Walter Binaghi (13 July 1919, Buenos Aires - 16 July 2006) was Council President of the International Civil Aviation Organization ICAO from 1957 when he was unanimously elected to that post, serving until his retirement in 1976 when he was succeeded by Assad Kotaite.

Until 1947, Binaghi had two careers – one in teaching as a professor of Physics and Mathematics and one in aviation as an engineer in the Directorate of Infrastructure, Ministry of Aeronautics. Binaghi was a member of the Argentine Delegation to the First Assembly of ICAO, held in Montreal in May 1947. In September he was sent to Montreal to be part of the Argentine Delegation to ICAO and became a member of the Air Navigation Commission.
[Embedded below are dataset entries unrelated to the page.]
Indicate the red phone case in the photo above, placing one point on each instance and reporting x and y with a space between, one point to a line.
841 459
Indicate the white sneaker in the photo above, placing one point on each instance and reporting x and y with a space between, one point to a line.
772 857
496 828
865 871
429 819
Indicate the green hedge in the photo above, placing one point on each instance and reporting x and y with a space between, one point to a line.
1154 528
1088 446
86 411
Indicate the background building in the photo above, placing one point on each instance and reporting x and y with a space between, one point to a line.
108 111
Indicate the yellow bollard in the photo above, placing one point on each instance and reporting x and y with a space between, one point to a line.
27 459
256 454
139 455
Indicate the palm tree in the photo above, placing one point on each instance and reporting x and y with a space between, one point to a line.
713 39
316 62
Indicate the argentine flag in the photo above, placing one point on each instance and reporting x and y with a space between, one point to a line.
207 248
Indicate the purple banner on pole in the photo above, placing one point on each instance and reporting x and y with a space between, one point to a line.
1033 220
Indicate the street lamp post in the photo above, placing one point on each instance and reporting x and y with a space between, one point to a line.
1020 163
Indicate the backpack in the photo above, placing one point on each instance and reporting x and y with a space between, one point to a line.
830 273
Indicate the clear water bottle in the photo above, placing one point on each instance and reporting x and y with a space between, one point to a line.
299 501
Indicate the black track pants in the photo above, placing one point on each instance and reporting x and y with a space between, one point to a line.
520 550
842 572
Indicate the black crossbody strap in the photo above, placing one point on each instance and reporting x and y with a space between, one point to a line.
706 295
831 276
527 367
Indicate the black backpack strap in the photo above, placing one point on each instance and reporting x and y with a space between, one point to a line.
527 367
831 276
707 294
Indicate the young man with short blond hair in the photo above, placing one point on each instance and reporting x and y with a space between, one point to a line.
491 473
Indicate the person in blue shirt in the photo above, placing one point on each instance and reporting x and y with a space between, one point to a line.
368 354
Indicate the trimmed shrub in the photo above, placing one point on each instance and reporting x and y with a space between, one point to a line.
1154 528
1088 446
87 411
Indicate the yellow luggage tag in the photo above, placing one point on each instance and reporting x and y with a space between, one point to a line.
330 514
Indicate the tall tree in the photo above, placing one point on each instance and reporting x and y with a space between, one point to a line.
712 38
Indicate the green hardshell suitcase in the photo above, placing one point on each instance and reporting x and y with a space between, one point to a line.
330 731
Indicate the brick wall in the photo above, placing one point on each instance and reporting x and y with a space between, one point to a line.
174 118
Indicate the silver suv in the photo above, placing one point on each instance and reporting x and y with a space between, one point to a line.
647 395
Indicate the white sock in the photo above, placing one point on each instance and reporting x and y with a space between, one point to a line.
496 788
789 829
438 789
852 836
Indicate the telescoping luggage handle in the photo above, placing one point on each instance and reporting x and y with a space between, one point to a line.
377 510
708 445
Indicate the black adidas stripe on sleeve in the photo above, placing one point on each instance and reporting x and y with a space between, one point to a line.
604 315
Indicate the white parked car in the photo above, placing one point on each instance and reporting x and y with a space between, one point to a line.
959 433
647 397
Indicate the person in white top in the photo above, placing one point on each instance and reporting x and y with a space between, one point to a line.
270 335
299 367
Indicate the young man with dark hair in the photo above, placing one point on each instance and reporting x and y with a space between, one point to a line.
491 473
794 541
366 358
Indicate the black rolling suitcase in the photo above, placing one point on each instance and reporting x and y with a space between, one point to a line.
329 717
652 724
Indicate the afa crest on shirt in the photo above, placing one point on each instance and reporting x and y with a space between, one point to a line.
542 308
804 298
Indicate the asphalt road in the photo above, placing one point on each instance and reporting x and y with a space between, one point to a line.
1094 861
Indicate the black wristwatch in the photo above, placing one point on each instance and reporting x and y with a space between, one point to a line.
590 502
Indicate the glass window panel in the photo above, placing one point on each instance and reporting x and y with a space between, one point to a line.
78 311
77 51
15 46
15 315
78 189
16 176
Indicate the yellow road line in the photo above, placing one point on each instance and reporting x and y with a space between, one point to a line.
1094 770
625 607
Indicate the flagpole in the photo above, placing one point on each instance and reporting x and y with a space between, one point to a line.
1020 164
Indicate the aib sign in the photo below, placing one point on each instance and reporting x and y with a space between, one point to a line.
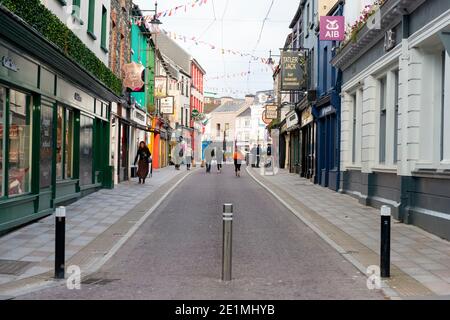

He became Chairman of the Air Navigation Commission in February 1949 and was annually re-elected in that capacity until he assumed the position of President of the Council in April 1957. From 1944 until 1957, Binaghi attended every ICAO Assembly, first as an Argentine Delegate and subsequently as President of the Council. He served as President of the Eighth, Seventeenth (Extraordinary) and Twenty-first Sessions of the Assembly.

At the fourth meeting of its Thirtieth Session on 20 February 1957, the Council of ICAO unanimously elected Walter Binaghi as its President. He retired on 31 July 1976, having served for nearly 29 years at ICAO, the last 19 of which were as President of the Council.

Binaghi died on 16 July 2006 at the age of 87.